Contemporary – New York
Jessica Kraft | Contemporary
August in New York, by dint of the late summer heat, brings out the city’s worst qualities. and is thankfully the time when most New Yorkers escape its foul incarnation-many of them migrating in flocks to the fashionable Hamptons. After this exodus, the city scene seems to rise to its hottest, stinkiest and most conservative.
The development of the World Trade Center site continues to dominate local drama. Besides the complete alteration of Daniel Liebeskind’s first design of the building to conform to David Childs’ (of SOM) vision, as well as the over-wrought but necessary security concerns of the New York City police, the cultural centre for the site is now being re-thought. In this era of government surveillance and patriotic avoidance of critique, the non-profit Drawing Center has come under fire from New York Governor Pataki and various 9/11 victim advocacy groups. Having once exhibited Amy Wilson’s artwork depicting a hooded prisoner at Abu Ghraib, the Drawing Center has been singled out for displaying art that may ‘promote terrorism’.

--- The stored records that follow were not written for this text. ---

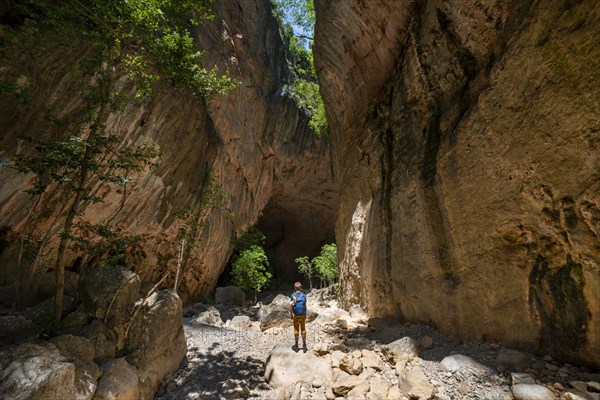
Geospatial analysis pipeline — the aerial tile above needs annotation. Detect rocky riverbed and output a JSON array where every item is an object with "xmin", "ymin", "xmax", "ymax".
[{"xmin": 157, "ymin": 291, "xmax": 600, "ymax": 400}]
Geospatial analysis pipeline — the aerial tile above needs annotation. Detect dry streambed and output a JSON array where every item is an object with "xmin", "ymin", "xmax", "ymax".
[{"xmin": 157, "ymin": 292, "xmax": 600, "ymax": 400}]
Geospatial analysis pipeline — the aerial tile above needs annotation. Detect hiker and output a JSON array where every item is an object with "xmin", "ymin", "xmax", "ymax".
[{"xmin": 290, "ymin": 282, "xmax": 307, "ymax": 352}]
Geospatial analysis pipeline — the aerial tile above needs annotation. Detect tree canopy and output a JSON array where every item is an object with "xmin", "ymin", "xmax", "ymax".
[{"xmin": 273, "ymin": 0, "xmax": 328, "ymax": 136}]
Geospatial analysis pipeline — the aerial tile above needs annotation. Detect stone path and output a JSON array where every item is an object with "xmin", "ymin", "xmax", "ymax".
[{"xmin": 157, "ymin": 290, "xmax": 600, "ymax": 400}]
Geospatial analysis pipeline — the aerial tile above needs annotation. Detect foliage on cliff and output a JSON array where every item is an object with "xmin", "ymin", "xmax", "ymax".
[
  {"xmin": 295, "ymin": 243, "xmax": 339, "ymax": 289},
  {"xmin": 0, "ymin": 0, "xmax": 233, "ymax": 327},
  {"xmin": 273, "ymin": 0, "xmax": 328, "ymax": 136}
]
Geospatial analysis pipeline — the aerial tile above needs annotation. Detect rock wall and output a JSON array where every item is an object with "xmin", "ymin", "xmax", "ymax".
[
  {"xmin": 0, "ymin": 0, "xmax": 337, "ymax": 301},
  {"xmin": 315, "ymin": 0, "xmax": 600, "ymax": 366}
]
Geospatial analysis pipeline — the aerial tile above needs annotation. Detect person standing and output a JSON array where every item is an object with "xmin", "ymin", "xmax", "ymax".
[{"xmin": 290, "ymin": 282, "xmax": 307, "ymax": 352}]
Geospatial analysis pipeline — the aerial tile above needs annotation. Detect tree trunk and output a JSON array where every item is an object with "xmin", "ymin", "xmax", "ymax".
[{"xmin": 52, "ymin": 96, "xmax": 110, "ymax": 334}]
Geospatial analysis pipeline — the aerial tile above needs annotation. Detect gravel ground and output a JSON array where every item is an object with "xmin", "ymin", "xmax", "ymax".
[{"xmin": 157, "ymin": 290, "xmax": 598, "ymax": 400}]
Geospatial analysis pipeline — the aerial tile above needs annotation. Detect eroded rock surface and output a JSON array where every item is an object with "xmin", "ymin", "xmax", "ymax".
[
  {"xmin": 315, "ymin": 0, "xmax": 600, "ymax": 365},
  {"xmin": 0, "ymin": 0, "xmax": 337, "ymax": 305}
]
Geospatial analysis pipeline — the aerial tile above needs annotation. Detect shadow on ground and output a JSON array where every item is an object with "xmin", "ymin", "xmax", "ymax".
[{"xmin": 157, "ymin": 344, "xmax": 269, "ymax": 400}]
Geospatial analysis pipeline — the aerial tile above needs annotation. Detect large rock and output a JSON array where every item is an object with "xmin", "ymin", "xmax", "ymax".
[
  {"xmin": 81, "ymin": 320, "xmax": 117, "ymax": 361},
  {"xmin": 0, "ymin": 337, "xmax": 101, "ymax": 400},
  {"xmin": 366, "ymin": 377, "xmax": 392, "ymax": 400},
  {"xmin": 127, "ymin": 290, "xmax": 186, "ymax": 399},
  {"xmin": 512, "ymin": 383, "xmax": 556, "ymax": 400},
  {"xmin": 193, "ymin": 305, "xmax": 223, "ymax": 327},
  {"xmin": 93, "ymin": 358, "xmax": 140, "ymax": 400},
  {"xmin": 496, "ymin": 348, "xmax": 533, "ymax": 372},
  {"xmin": 0, "ymin": 0, "xmax": 338, "ymax": 318},
  {"xmin": 265, "ymin": 345, "xmax": 336, "ymax": 390},
  {"xmin": 331, "ymin": 374, "xmax": 365, "ymax": 396},
  {"xmin": 440, "ymin": 354, "xmax": 485, "ymax": 372},
  {"xmin": 398, "ymin": 365, "xmax": 434, "ymax": 400},
  {"xmin": 0, "ymin": 315, "xmax": 42, "ymax": 348},
  {"xmin": 79, "ymin": 265, "xmax": 141, "ymax": 350},
  {"xmin": 215, "ymin": 286, "xmax": 246, "ymax": 306},
  {"xmin": 339, "ymin": 355, "xmax": 363, "ymax": 375},
  {"xmin": 256, "ymin": 294, "xmax": 294, "ymax": 331},
  {"xmin": 314, "ymin": 0, "xmax": 600, "ymax": 366},
  {"xmin": 381, "ymin": 336, "xmax": 419, "ymax": 364}
]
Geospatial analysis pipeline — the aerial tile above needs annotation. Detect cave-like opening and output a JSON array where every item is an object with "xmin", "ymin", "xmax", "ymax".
[{"xmin": 257, "ymin": 201, "xmax": 335, "ymax": 287}]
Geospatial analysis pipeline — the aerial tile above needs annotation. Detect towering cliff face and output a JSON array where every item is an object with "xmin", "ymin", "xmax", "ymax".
[
  {"xmin": 315, "ymin": 0, "xmax": 600, "ymax": 365},
  {"xmin": 0, "ymin": 0, "xmax": 337, "ymax": 299}
]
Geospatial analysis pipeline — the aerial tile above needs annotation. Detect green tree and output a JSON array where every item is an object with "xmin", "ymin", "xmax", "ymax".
[
  {"xmin": 231, "ymin": 245, "xmax": 272, "ymax": 303},
  {"xmin": 295, "ymin": 243, "xmax": 339, "ymax": 289},
  {"xmin": 312, "ymin": 243, "xmax": 340, "ymax": 286},
  {"xmin": 2, "ymin": 0, "xmax": 233, "ymax": 328},
  {"xmin": 273, "ymin": 0, "xmax": 328, "ymax": 136},
  {"xmin": 173, "ymin": 170, "xmax": 233, "ymax": 292}
]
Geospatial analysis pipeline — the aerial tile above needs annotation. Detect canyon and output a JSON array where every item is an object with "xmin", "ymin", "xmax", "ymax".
[{"xmin": 0, "ymin": 0, "xmax": 600, "ymax": 391}]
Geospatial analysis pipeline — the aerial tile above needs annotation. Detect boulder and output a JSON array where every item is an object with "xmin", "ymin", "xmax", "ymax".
[
  {"xmin": 127, "ymin": 289, "xmax": 187, "ymax": 398},
  {"xmin": 512, "ymin": 383, "xmax": 555, "ymax": 400},
  {"xmin": 387, "ymin": 385, "xmax": 405, "ymax": 400},
  {"xmin": 23, "ymin": 296, "xmax": 77, "ymax": 328},
  {"xmin": 265, "ymin": 345, "xmax": 333, "ymax": 388},
  {"xmin": 193, "ymin": 305, "xmax": 223, "ymax": 327},
  {"xmin": 440, "ymin": 354, "xmax": 484, "ymax": 372},
  {"xmin": 381, "ymin": 336, "xmax": 419, "ymax": 364},
  {"xmin": 93, "ymin": 358, "xmax": 140, "ymax": 400},
  {"xmin": 496, "ymin": 348, "xmax": 533, "ymax": 372},
  {"xmin": 398, "ymin": 366, "xmax": 434, "ymax": 399},
  {"xmin": 31, "ymin": 271, "xmax": 79, "ymax": 303},
  {"xmin": 563, "ymin": 392, "xmax": 588, "ymax": 400},
  {"xmin": 0, "ymin": 339, "xmax": 100, "ymax": 400},
  {"xmin": 360, "ymin": 349, "xmax": 381, "ymax": 371},
  {"xmin": 331, "ymin": 350, "xmax": 346, "ymax": 368},
  {"xmin": 220, "ymin": 379, "xmax": 250, "ymax": 399},
  {"xmin": 256, "ymin": 294, "xmax": 318, "ymax": 331},
  {"xmin": 79, "ymin": 265, "xmax": 141, "ymax": 350},
  {"xmin": 331, "ymin": 375, "xmax": 365, "ymax": 396},
  {"xmin": 228, "ymin": 315, "xmax": 252, "ymax": 332},
  {"xmin": 49, "ymin": 335, "xmax": 96, "ymax": 362},
  {"xmin": 421, "ymin": 336, "xmax": 433, "ymax": 350},
  {"xmin": 510, "ymin": 372, "xmax": 535, "ymax": 385},
  {"xmin": 0, "ymin": 315, "xmax": 42, "ymax": 348},
  {"xmin": 215, "ymin": 286, "xmax": 246, "ymax": 306},
  {"xmin": 346, "ymin": 382, "xmax": 371, "ymax": 400},
  {"xmin": 81, "ymin": 319, "xmax": 117, "ymax": 362},
  {"xmin": 339, "ymin": 355, "xmax": 363, "ymax": 375},
  {"xmin": 366, "ymin": 377, "xmax": 392, "ymax": 400}
]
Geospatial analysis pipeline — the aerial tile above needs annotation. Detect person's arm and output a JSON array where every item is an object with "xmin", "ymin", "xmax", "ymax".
[{"xmin": 290, "ymin": 295, "xmax": 296, "ymax": 319}]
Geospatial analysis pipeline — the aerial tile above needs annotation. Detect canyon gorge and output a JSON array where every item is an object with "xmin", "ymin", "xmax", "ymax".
[{"xmin": 0, "ymin": 0, "xmax": 600, "ymax": 398}]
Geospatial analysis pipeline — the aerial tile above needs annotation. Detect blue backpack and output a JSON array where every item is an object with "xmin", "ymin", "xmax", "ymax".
[{"xmin": 290, "ymin": 292, "xmax": 306, "ymax": 315}]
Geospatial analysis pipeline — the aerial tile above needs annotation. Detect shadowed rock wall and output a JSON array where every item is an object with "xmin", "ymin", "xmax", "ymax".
[
  {"xmin": 315, "ymin": 0, "xmax": 600, "ymax": 366},
  {"xmin": 0, "ymin": 0, "xmax": 337, "ymax": 301}
]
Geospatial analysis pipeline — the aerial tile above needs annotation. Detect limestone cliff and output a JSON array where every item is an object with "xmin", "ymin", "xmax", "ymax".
[
  {"xmin": 0, "ymin": 0, "xmax": 337, "ymax": 300},
  {"xmin": 315, "ymin": 0, "xmax": 600, "ymax": 366}
]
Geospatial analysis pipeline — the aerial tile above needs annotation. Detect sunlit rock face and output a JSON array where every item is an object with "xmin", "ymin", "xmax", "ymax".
[
  {"xmin": 0, "ymin": 0, "xmax": 337, "ymax": 301},
  {"xmin": 315, "ymin": 0, "xmax": 600, "ymax": 366}
]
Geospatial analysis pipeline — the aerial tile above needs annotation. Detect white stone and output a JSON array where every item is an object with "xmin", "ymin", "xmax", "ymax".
[
  {"xmin": 265, "ymin": 345, "xmax": 333, "ymax": 387},
  {"xmin": 381, "ymin": 336, "xmax": 419, "ymax": 363},
  {"xmin": 440, "ymin": 354, "xmax": 483, "ymax": 372},
  {"xmin": 512, "ymin": 383, "xmax": 555, "ymax": 400}
]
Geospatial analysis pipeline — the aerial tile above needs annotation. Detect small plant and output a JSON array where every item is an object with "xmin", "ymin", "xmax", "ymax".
[
  {"xmin": 173, "ymin": 170, "xmax": 233, "ymax": 292},
  {"xmin": 231, "ymin": 245, "xmax": 273, "ymax": 303},
  {"xmin": 295, "ymin": 243, "xmax": 339, "ymax": 289},
  {"xmin": 0, "ymin": 0, "xmax": 235, "ymax": 330},
  {"xmin": 273, "ymin": 0, "xmax": 329, "ymax": 137}
]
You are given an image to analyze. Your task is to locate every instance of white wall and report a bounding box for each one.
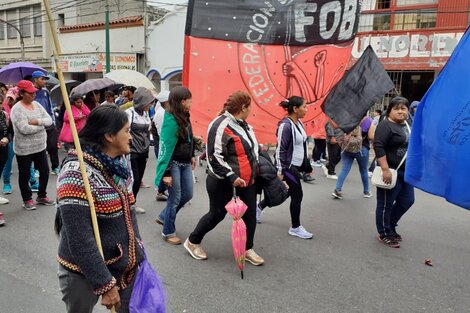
[59,26,145,54]
[147,7,186,81]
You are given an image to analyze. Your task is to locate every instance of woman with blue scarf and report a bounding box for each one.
[56,105,143,312]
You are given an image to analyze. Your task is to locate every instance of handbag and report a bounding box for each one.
[129,249,166,313]
[370,121,411,189]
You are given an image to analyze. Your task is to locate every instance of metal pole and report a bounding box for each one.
[43,0,116,313]
[0,18,24,61]
[105,0,111,73]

While no one would want to deliberately offend the families of the 9/11 victims, the straight and narrow design of the final architectural proposal coupled with the cultural limitations of the Patriot Act mean that the WTC will not offer any kind of transcendent vision of ‘freedom’, nor will it mitigate much of the damage done to the freedom of cultural institutions over the past four years. The Drawing Center has now backed out of the arrangement, not because they plan to exhibit anything that may be considered offensive, but because of the ill will created by the controversy. The gallery is also wary of the potentially unconstitutional attitude of the cultural decision makers and the assumption that small non-profit art centers, so vital to the success of emerging artists, are not valued unless they conform to the sanctimony of present-day memorials.